Finance

PNB Housing Finance jumps over 14% on rating upgrades; Morgan Stanley sees 35% upside


Shares of PNB Housing Finance soared over 14 percent on Monday, April 1, 2024, on the back of a bullish outlook and rating upgrades.

In a recent update, Morgan Stanley, a global brokerage firm, upgraded the stock to ‘overweight’ with a target price of 970. This target indicates a potential upside of nearly 35 percent from today’s high and a 54 percent upside from Thursday’s (March 28) closing.

This optimistic outlook follows upgrades by rating agencies ICRA and CARE, which upgraded the company’s long-term rating in light of improvements in its asset quality.

The stock jumped as much as 14.5 percent in intra-day deals to its day’s high of 720.40 on Monday. With today’s gains, the stock has now surged almost 79 percent from its 52-week low of 403.28, hit on March 21, 2023. However, it is still over 21 percent away from its 52-week high of 913.95, hit on January 25, 2024.

The stock has gained almost 48 percent in the last 1 year but lost around 8 percent in 2024 YTD, giving negative returns in 2 of the 4 months so far. It fell 9.3 percent in March and 11.5 percent in February. However, it was flat in January, up just half a percent.

Morgan Stanley emphasised in a recent note that housing finance companies traditionally experience robust performance in the fourth quarter, driven by increased loan growth and enhanced asset quality.

“The upgrade is also supported by the housing finance company’s strengthened capital position and diversified resource profile. The fourth quarter typically sees strong performance for housing finance companies due to loan growth and improved asset quality,” said the brokerage.

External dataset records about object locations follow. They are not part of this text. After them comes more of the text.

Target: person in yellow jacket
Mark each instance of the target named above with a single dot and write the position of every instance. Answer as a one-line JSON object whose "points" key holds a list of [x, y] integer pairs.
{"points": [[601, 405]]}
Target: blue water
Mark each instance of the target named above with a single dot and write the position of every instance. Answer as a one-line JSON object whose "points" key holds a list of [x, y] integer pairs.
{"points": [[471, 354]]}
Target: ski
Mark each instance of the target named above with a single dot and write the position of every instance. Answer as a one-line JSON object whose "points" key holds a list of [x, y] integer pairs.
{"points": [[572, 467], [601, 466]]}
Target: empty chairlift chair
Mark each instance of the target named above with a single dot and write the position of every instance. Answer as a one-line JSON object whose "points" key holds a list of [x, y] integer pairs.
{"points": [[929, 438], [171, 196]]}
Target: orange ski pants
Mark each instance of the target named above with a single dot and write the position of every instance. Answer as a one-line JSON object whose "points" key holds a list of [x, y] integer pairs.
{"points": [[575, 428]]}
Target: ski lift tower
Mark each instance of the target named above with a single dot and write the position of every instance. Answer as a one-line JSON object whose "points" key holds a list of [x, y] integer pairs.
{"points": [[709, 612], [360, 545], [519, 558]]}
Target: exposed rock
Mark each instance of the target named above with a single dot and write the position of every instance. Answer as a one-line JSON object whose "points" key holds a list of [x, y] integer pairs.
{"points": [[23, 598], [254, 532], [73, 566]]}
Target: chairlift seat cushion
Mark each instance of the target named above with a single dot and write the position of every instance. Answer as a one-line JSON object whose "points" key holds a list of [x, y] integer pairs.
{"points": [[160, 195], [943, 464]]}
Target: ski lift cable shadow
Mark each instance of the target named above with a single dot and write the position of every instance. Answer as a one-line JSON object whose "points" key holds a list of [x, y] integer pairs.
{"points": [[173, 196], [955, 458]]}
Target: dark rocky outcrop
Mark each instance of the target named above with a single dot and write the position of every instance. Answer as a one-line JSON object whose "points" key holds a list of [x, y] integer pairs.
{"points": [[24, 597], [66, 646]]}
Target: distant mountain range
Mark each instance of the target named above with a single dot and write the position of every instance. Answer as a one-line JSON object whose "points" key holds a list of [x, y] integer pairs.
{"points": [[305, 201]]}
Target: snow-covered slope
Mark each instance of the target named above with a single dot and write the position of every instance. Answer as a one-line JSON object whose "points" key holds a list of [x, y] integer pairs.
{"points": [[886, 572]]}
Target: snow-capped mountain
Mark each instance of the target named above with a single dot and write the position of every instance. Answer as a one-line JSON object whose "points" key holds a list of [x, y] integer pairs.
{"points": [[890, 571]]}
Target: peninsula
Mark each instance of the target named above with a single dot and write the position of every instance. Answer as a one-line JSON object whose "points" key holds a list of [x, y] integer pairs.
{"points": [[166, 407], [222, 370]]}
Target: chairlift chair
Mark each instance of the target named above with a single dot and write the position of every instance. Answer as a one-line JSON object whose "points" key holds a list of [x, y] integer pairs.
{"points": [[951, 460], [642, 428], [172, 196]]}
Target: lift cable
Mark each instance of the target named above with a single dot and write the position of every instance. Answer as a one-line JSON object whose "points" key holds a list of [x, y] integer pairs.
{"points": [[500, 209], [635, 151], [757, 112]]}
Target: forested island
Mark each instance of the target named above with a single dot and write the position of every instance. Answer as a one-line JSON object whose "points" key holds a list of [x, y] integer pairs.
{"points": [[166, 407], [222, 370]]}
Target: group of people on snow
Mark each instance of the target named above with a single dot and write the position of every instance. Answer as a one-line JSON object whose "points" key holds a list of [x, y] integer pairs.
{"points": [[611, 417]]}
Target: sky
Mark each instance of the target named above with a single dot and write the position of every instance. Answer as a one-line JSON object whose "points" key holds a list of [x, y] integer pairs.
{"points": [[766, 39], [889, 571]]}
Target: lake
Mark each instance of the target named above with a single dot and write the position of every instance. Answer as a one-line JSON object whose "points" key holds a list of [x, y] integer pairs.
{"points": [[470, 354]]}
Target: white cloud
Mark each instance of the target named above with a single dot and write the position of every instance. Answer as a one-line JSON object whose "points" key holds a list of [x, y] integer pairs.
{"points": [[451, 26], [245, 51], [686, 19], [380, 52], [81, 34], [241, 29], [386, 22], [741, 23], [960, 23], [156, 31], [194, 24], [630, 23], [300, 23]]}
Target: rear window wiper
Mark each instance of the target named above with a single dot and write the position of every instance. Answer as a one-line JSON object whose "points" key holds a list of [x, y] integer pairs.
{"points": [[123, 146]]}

With valuation standing at 1x FY25 P/B and 9x P/E, PNB Housing appears attractive to investors, it added.

Meanwhile, CARE Ratings upgraded PNB Housing’s rating to ‘AA+’ from ‘AA’, accompanied by a ‘stable’ outlook, a change from the previous ‘positive’ outlook. This upgrade is attributed to the company’s improving asset quality and strong market position.

CARE said that the upgrade reflects its improving asset quality, with a GNPA ratio of 1.73 percent as of December 31, 2023, compared to 8 percent as of March 31, 2022. Additionally, the company’s robust market position as the third-largest housing finance company in India by loan assets as of December 31, 2023, and its well-diversified resource profile were cited as key factors in the ratings revision.

The upgraded ratings apply to various facilities and debt instruments, including long-term and short-term bank facilities, bonds, non-convertible bonds, tier-2 bonds, and fixed deposits.

Finally, the rating agency ICRA, as well, raised the debt instrument rating of PNB Housing Finance to ‘ICRA AA+ (Stable)’ from ‘ICRA AA (Positive)’. Similar to CARE’s upgrade, this was also attributed to the company’s consistent enhancement in its credit profile, propelled by improvements in asset quality metrics and a reinforced capitalisation profile.

In light of the fierce competition in the mortgage finance sector, ICRA emphasised the significance of PNB Housing’s ability to sustain its net interest margin, enhance operational efficiency, and manage credit costs effectively from a credit standpoint.

Disclaimer: The views and recommendations made above are those of individual analysts or broking companies, and not of Mint. We advise investors to check with certified experts before taking any investment decisions.